Crude oil production in the United States has risen in recent months after declining from 12.7m bpd in the first quarter of 2020 to a recent low of 10.0m bpd in May. EIA estimates US crude oil production increased to 10.8m bpd in August. Production has risen as tight oil operators have brought wells back online in response to rising prices after curtailing production amid low oil prices in the second quarter. The increase in total US production occurred despite shut-in production in the Gulf of Mexico as a result of Hurricane Laura. EIA expects production to rise to 11.2m bpd in September as production in the Gulf of Mexico returns.
However, after September, EIA expects US crude oil production to decline slightly, averaging just under 11.0m bpd during the first half of 2021 because EIA expects that new drilling activity will not generate enough production to offset declines from existing wells. EIA expects drilling activity to rise later in 2021, contributing to US crude oil production reaching an average of 11.3m bpd in the fourth quarter of 2021. On an annual average basis, EIA expects US crude oil production to fall from an average of 12.2m bpd in 2019 to 11.4m bpd in 2020 and 11.1m bpd in 2021.
Global refinery intake is recovering, but the pace will lag behind the demand rebound as product inventory levels are very high. In July, crude runs are estimated at 3.7m bpd above the low point in May, with another 5.6m bpd ramp-up expected by end-2020. In 2020, runs will decline by 6.9m bpd but in 2021 they will rebound by only 4.5m bpd. Runs in 2021 will be 2.7m bpd below the historical peak seen in 2018.

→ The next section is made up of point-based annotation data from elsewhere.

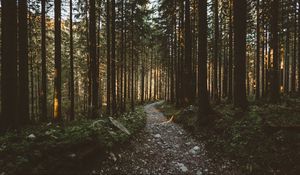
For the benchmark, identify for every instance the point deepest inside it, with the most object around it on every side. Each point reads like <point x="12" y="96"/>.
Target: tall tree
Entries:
<point x="239" y="22"/>
<point x="230" y="60"/>
<point x="9" y="90"/>
<point x="44" y="64"/>
<point x="23" y="63"/>
<point x="257" y="82"/>
<point x="216" y="52"/>
<point x="204" y="106"/>
<point x="113" y="56"/>
<point x="94" y="60"/>
<point x="188" y="76"/>
<point x="72" y="113"/>
<point x="108" y="62"/>
<point x="57" y="76"/>
<point x="299" y="46"/>
<point x="274" y="87"/>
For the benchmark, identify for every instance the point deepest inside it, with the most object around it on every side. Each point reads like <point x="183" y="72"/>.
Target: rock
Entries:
<point x="112" y="155"/>
<point x="157" y="136"/>
<point x="72" y="155"/>
<point x="195" y="150"/>
<point x="31" y="136"/>
<point x="199" y="172"/>
<point x="182" y="167"/>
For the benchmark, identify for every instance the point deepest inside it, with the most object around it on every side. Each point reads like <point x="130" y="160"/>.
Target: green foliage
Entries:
<point x="264" y="139"/>
<point x="24" y="151"/>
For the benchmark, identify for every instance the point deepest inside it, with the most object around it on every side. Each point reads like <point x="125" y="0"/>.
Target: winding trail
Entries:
<point x="162" y="148"/>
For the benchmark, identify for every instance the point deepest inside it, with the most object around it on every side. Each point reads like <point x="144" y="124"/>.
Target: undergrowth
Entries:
<point x="263" y="140"/>
<point x="40" y="148"/>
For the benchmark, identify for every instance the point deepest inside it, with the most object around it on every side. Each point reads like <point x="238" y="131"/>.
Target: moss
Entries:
<point x="55" y="144"/>
<point x="260" y="139"/>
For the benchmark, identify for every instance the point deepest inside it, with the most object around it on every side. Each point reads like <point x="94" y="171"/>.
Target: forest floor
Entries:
<point x="265" y="139"/>
<point x="163" y="147"/>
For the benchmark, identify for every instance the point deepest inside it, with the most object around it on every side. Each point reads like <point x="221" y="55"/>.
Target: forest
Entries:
<point x="150" y="87"/>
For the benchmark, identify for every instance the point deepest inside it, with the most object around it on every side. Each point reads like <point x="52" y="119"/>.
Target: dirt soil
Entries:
<point x="163" y="147"/>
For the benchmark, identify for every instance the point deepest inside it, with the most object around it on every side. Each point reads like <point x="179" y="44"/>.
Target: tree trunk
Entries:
<point x="9" y="90"/>
<point x="240" y="14"/>
<point x="113" y="57"/>
<point x="108" y="62"/>
<point x="257" y="79"/>
<point x="44" y="63"/>
<point x="72" y="113"/>
<point x="204" y="106"/>
<point x="57" y="77"/>
<point x="23" y="63"/>
<point x="274" y="87"/>
<point x="216" y="52"/>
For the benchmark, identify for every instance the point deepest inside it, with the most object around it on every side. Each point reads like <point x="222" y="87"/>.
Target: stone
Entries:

After two months of increases, recovery among countries outside the OPEC+ pact stalled, with production in the United States falling 400,000 bpd as Hurricane Laura forced shut-ins. At the same time, some investors want to see more action from companies such as BP, Chevron, BHP and ExxonMobil. These firms, together with 157 others deemed the world's worst polluters, were sent a letter from a group representing investors with more than $47tn in assets, calling on them to put in place strategies to achieve net-zero emissions by 2050 or sooner. Climate Action 100+ said the companies are collectively responsible for up to 80% of global industrial greenhouse gas emissions. The group said it will publish a report evaluating the progress made by companies next year in order to inform investment strategies.
“The benchmark will ensure it's clear which companies are acting on climate change as a business-critical issue,” Stephanie Pfeifer, CEO of the London-based Institutional Investors Group on Climate Change, said in a statement. “Investors will be paying particular attention to those shown to be falling short,” she added.